OUTBACK ICON ON MARKET FOR LAID-BACK $1.2m

One of the outback’s famous curiosity pubs – just 17 hours north of Adelaide – has hit the market, with an asking price of $1.2 million.

The Mungerannie Hotel is the stuff of legends, comprising a pub, dining room, accommodation, camp amenities and campground, a large manager’s home and workshop, on 11.2 hectares littered with outback folklore.

Lot 10, the Birdsville Track, is approximately 206 kilometres north of Marree, and 311 kilometres south of Birdsville, and the only fuel stop between the two towns.

It is also around 50 kilometres west of the fabled Lake Eyre, but the pub does come with its own wetland and hot spring, being in the heartland of South Australia’s massive network of lakes north of the Spencer Gulf.

The vendor is 60-year-old former Holden veteran Phil Gregurke, who has worked the place since 2006.

Phil Gregurke. Image: Facebook

“I love it,” Gregurke told The Advertiser. “It’s a licence to drink, a licence to smoke, and you’re far enough away from everything.

“You’ve got to follow some rules, sure, but you can certainly have some fun out here.”

While the pub also includes a four-hole golf course, Gregurke says “I wouldn’t go out there … too many snakes”.

The business reportedly enjoyed around 200,000 visitors last year, and provided entertainment in the form of mock weddings, drag shows and yabby races. But even when there are no shows, one can spend hours looking around and still not see everything. There is a large collection of hats in the front bar, most of which were donated by workers on the infamous Birdsville Track.

Virtually all the decorations come as part of the sale.

“There’ll be only a very small amount of stuff taken from the pub, and that’s my own possessions, but everything that was given to the pub or was previously there, that can all stay,” says Gregurke.

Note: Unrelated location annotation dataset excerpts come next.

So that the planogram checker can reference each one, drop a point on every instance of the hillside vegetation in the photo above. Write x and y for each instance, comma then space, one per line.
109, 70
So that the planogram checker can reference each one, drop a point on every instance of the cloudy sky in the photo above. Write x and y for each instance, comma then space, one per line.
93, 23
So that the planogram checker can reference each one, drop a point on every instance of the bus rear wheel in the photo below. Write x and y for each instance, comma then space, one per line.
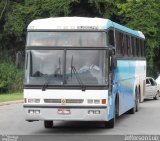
136, 103
48, 124
111, 123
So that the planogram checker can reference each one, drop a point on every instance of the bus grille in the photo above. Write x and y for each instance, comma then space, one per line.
67, 100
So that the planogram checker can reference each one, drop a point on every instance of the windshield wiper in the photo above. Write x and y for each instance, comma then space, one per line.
45, 85
58, 72
73, 69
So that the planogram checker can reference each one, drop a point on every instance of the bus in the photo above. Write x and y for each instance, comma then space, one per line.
82, 69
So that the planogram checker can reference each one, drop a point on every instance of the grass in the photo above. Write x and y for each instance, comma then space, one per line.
11, 97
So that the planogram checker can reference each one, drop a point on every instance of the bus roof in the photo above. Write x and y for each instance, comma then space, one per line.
81, 23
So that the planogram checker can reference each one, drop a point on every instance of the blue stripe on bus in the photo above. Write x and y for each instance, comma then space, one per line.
122, 28
124, 80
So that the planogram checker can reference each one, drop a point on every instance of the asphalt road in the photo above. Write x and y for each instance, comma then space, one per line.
146, 121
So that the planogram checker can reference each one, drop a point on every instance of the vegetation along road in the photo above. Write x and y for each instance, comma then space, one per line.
146, 121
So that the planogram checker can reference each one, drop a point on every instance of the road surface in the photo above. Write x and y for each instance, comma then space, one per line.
146, 121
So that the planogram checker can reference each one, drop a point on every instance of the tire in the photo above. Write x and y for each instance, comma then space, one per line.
48, 124
136, 104
137, 100
157, 96
111, 123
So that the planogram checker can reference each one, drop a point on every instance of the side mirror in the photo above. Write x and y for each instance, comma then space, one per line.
19, 59
147, 85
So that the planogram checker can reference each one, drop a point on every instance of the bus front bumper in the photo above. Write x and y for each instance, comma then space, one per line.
65, 113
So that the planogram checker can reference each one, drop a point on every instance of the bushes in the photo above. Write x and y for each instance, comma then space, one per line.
11, 78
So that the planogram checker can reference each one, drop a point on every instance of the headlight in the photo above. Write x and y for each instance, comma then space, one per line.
33, 100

The pub’s old caretaker hopes to sell it so he can rebuild his house, lost in fires at Sampson Flat, just outside of Adelaide. He says that will be his “final project before full retirement”.

The property is being marketed by Ray White’s Darren Sherriff, in Port Augusta, who says the rare freehold will suit a certain type of person.

“Most of the area is leasehold, which is a 99-year lease, whereas this particular pub and the camping ground is freehold,” reports Sherriff.

“It’s a unique lifestyle, and something that someone with a bit of character would really enjoy.”